EA bout de souffle en Europe, la social-démocratie se réinventerait-elle aux Etats-Unis ? La formule est probablement exagérée. Parlons plutôt d’un parfum de colbertisme dans un pays où on ne s’y attendait pas forcément. Joe Biden renouvelle le rôle du gouvernement dans la vie économique des États-Unis, du moins dans certains de ses secteurs clés.
De l’argent public pour rénover des infrastructures qui donnent souvent son profil tiers-mondiste à un pays qui se veut futuriste : des centaines de milliards de dollars sur dix ans. De l’argent public, là encore, sous différentes formes, pour encourager la production locale des semi-conducteurs de demain. De l’argent public, enfin, pour accélérer la transition énergétique américaine. Dans une nation qui pratiquait autrefois la religion du gouvernement limité et sanctifiait les mérites du marché, c’est un développement qui mérite d’être noté.
Démocrate, ancien banquier et ambassadeur des États-Unis en France, feu Felix Rohatyn (1928-2019) a souvent rappelé que le partenariat public-privé était longtemps une tradition américaine – opposée à la pratique libérale des années Ronald Reagan (1980-1988). ).
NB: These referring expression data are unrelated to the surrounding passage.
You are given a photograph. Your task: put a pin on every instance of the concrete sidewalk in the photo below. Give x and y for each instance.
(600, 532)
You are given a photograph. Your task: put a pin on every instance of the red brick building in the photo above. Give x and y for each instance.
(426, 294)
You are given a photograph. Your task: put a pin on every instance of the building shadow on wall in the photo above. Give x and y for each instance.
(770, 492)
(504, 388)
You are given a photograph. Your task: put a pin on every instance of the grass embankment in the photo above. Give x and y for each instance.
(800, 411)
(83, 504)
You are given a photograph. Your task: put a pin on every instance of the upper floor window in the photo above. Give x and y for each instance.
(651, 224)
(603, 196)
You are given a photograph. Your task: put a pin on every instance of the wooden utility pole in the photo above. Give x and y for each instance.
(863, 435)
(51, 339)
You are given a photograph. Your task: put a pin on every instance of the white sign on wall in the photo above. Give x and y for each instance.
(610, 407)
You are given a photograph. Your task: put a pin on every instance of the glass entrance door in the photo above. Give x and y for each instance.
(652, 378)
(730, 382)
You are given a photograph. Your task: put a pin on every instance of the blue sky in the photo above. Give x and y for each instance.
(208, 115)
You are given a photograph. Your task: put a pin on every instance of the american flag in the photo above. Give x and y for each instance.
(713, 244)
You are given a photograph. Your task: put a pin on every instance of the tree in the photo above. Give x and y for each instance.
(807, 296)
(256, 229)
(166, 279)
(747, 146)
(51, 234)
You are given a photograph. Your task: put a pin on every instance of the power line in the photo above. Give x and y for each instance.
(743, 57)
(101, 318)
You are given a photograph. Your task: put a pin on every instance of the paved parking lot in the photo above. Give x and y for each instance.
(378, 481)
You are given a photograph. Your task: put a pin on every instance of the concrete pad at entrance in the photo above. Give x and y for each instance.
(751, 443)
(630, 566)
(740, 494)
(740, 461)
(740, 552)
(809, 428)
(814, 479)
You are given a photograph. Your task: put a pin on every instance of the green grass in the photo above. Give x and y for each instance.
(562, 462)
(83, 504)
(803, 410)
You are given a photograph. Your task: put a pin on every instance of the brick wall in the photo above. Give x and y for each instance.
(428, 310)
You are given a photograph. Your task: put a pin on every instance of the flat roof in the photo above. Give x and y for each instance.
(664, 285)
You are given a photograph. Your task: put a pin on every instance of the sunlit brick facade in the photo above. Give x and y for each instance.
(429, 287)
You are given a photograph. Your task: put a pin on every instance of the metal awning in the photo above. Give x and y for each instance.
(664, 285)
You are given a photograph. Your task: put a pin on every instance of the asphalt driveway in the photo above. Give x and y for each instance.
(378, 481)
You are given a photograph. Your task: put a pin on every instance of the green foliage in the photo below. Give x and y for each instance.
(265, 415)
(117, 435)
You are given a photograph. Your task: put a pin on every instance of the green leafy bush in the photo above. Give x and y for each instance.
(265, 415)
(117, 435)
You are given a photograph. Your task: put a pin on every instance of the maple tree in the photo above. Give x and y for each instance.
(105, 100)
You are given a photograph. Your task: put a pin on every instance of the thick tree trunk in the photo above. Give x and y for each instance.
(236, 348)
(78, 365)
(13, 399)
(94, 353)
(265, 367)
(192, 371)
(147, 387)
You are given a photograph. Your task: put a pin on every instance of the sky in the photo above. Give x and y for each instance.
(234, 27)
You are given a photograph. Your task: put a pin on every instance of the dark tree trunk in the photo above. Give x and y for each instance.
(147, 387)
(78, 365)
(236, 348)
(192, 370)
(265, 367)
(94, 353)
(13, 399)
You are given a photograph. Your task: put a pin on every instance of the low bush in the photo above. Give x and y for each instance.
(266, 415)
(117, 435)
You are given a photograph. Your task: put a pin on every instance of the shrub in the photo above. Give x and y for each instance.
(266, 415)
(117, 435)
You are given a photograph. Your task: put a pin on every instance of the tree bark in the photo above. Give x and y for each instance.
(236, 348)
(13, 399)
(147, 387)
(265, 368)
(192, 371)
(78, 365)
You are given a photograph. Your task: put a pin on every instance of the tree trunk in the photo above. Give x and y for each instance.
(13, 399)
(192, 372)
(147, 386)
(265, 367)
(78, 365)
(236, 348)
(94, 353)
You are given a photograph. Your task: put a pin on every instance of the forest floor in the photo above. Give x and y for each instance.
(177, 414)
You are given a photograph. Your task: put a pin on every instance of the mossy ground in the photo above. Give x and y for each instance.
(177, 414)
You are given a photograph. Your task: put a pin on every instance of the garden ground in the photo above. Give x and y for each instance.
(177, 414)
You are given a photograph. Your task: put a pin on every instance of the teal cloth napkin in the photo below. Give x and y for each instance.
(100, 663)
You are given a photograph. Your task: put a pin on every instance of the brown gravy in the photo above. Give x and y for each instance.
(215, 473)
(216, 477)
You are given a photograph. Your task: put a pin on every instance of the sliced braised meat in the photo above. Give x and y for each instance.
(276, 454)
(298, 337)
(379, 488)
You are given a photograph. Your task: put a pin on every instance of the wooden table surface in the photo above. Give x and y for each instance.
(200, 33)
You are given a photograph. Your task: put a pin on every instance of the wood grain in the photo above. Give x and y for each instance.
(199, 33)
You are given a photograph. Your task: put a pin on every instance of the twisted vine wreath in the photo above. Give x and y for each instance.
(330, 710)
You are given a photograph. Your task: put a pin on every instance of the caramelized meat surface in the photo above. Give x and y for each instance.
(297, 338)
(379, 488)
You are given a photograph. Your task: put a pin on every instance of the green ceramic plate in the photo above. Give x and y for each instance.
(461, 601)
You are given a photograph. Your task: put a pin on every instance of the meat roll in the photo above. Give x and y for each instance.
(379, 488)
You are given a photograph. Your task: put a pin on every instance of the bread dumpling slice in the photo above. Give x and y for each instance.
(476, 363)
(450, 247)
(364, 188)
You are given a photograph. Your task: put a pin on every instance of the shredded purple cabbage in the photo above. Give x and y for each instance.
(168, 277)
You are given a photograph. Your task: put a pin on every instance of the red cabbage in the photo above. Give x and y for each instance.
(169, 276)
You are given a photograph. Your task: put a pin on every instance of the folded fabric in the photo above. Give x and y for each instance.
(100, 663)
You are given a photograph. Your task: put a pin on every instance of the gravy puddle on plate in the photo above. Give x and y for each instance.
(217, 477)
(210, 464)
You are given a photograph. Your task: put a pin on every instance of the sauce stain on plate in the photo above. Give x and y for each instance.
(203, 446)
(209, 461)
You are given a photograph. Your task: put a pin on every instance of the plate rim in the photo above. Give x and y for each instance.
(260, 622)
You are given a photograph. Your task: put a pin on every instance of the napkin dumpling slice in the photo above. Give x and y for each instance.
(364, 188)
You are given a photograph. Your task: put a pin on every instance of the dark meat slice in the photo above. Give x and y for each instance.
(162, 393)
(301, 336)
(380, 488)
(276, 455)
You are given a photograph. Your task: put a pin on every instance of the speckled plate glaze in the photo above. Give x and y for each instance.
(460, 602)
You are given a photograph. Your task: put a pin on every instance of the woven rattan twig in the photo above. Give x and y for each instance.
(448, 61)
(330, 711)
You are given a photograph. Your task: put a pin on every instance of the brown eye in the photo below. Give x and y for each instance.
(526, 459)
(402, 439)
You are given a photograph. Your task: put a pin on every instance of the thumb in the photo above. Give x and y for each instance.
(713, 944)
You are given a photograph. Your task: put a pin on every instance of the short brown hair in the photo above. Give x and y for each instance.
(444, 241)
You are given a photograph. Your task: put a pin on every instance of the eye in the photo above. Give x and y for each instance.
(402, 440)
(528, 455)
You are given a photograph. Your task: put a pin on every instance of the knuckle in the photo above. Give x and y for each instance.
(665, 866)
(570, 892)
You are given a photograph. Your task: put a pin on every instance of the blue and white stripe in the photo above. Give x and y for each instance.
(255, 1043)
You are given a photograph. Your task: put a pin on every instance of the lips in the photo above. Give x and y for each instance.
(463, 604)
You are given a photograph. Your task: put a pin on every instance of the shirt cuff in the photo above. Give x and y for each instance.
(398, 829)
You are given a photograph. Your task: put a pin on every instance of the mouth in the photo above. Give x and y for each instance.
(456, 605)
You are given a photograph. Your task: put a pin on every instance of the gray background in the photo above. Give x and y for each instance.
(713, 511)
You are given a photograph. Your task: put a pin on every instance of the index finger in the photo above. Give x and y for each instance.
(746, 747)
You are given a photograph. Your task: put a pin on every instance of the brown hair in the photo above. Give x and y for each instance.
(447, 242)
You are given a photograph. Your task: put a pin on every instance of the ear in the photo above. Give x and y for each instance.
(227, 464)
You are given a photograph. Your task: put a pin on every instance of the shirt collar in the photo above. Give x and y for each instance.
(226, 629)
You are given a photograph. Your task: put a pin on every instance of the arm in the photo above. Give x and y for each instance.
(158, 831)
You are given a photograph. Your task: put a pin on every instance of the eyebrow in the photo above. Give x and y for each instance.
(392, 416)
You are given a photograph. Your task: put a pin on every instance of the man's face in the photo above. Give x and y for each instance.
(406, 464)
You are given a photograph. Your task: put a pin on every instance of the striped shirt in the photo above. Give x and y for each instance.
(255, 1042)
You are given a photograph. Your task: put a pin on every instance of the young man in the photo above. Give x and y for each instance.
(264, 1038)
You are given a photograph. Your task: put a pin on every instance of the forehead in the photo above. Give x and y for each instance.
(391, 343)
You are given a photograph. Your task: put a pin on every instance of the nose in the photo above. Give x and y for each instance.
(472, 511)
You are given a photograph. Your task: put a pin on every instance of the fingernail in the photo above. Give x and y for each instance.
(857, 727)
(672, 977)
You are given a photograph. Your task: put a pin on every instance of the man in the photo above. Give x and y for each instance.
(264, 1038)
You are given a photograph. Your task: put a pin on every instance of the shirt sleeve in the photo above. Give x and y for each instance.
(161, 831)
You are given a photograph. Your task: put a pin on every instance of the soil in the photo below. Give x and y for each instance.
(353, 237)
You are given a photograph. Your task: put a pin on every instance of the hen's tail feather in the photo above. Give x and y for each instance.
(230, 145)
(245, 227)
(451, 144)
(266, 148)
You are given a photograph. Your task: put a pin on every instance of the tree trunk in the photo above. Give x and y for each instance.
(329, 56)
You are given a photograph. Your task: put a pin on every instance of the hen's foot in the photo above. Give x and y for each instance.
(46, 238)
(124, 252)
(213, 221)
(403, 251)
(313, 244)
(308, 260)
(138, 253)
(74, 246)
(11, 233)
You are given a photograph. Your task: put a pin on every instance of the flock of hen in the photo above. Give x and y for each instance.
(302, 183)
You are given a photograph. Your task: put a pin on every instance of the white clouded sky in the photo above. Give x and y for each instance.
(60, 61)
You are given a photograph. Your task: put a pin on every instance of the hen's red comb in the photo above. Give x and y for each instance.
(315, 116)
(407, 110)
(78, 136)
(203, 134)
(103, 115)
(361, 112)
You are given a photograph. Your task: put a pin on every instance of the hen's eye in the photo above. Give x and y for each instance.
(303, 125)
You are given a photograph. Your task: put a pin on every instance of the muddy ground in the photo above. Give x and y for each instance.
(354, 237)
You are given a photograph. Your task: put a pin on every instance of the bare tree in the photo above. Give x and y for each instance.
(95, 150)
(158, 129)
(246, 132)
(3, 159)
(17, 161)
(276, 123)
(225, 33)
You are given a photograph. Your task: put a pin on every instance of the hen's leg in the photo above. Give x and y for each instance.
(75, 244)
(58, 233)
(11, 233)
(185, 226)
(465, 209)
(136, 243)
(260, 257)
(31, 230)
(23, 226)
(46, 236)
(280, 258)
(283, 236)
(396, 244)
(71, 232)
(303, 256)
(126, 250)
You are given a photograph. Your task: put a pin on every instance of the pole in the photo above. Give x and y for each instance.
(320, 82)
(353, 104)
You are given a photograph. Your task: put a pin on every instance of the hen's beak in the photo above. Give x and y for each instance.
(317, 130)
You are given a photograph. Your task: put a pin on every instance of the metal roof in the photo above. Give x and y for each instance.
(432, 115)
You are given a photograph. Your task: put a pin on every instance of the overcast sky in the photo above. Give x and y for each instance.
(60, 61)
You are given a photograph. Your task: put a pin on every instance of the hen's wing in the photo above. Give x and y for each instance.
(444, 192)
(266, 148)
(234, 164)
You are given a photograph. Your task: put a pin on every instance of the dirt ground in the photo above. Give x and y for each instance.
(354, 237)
Rohatyn en a tiré un livre publié en 2011 par Simon & Schuster : Efforts audacieux. Comment notre gouvernement a construit l’Amérique et pourquoi il doit reconstruire maintenant – en gros, “comment notre gouvernement a construit l’Amérique et comment il doit recommencer à le faire”.
Nous ne savons pas si le livre se trouve quelque part sur le bureau ovale. Mais Biden voudrait redonner ses lettres de noblesse à la logique d’incitation publique. Mis à la disposition du secteur privé, l’argent des contribuables (crédit d’impôt, prêts, participation) ne doit pas être utilisé uniquement à des fins économiques. Le président l’utilise “pour changer le comportement des entreprises”écrire Ana Swanson et Jim Tankersley dans le New York Times28 février.
Cela concerne notamment les 39 à 40 milliards de dollars (de 37 à 38 milliards d’euros) du Chips and Science Act, législation votée en 2022. Destiné à devancer la Chine dans la fabrication des microprocesseurs du futur, ce texte a été approuvé à une majorité bipartite. Le projet de l’administration est d’aller au-delà de la simple politique industrielle, poursuit le quotidien new-yorkais.
Produire localement
Il s’agit d’inciter les entreprises, américaines ou étrangères, candidates à produire ces composants aux Etats-Unis, à prendre des engagements qui n’ont rien à voir avec l’électronique du futur : assurer un service de crèche pour le personnel ; respecter les niveaux de salaires syndicaux dans le secteur de la construction ; respecter des normes spécifiques en matière d’impact sur le climat ; enfin, envisager la possibilité d’une contribution fiscale spéciale en cas de bénéfices hors normes (notion complexe qui reste à définir, etc.).